Linux Execution Plane

Harness execution plane for Linux includes the Linux chaos infrastructure daemon service.

Linux chaos infrastructure daemon service is a Systemd service responsible for injecting faults into a Linux machine as a part of a chaos experiment.

  • The infrastructure relies on a polling model to fetch and execute the experiments or tasks from the control plane.
  • It uses a rotating access token based authorization along with TLS encryption to ensure secure communication with the control plane.
  • Multiple faults in an experiment can execute serially or in parallel to each other, depending on how the faults have been defined.
  • Every machine has a one-to-one mapping with the infrastructure daemon service, and all of these infrastructure(s) communicate with the control plane to:
    1. Fetch experiments for execution
    2. Update experiment execution status
    3. Stream experiment logs
    4. Send experiment execution result

Compatibility

The chaos infrastructure has been tested for compatibility in the following Linux OS distributions:

  1. Ubuntu 16+
  2. Debian 10+
  3. CentOS 7+
  4. RHEL 7+
  5. Fedora 30+
  6. openSUSE LEAP 15.4+ / SUSE Linux Enterprise 15+

Chaos rollback

Chaos rollback causes all the target resources in an experiment to re-attain their steady state after the execution of the experiment, which ensures the safety of all the applications deployed on your Linux machine.

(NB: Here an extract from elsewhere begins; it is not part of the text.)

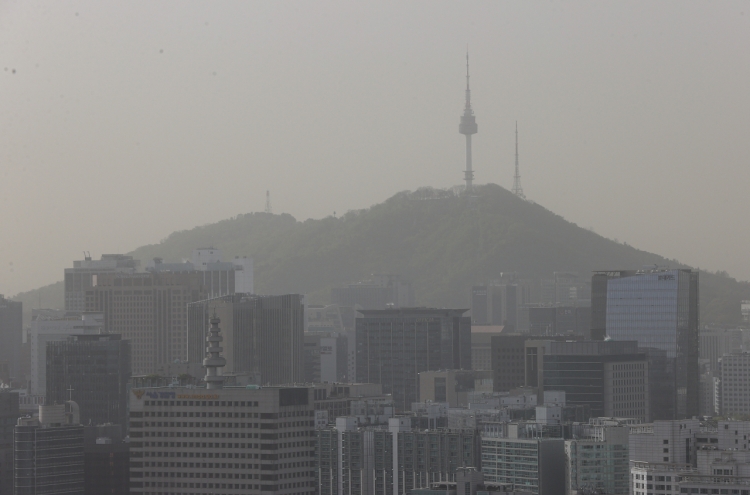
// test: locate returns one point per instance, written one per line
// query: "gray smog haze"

  • Chaos rollback is performed at the end of each experiment execution. On-the-fly experiments can be safely aborted and the chaos is reverted.
  • In case of a network disruption between the control plane and execution plane during the execution of an experiment, it is gracefully aborted and the chaos is reverted.
  • In case of an abrupt exit of the chaos infrastructure process during the execution of an experiment, the daemon service reverts the chaos before restarting the process.
  • In case of an abrupt reboot of the machine, after the reboot, the daemon service checks and reverts any remnant inconsistency due to the prior execution of chaos, before starting the chaos infrastructure process.
  • In the rare scenario where the revert of chaos itself also leads to an error, an appropriate error message is logged in the experiment log for the manual intervention of the user.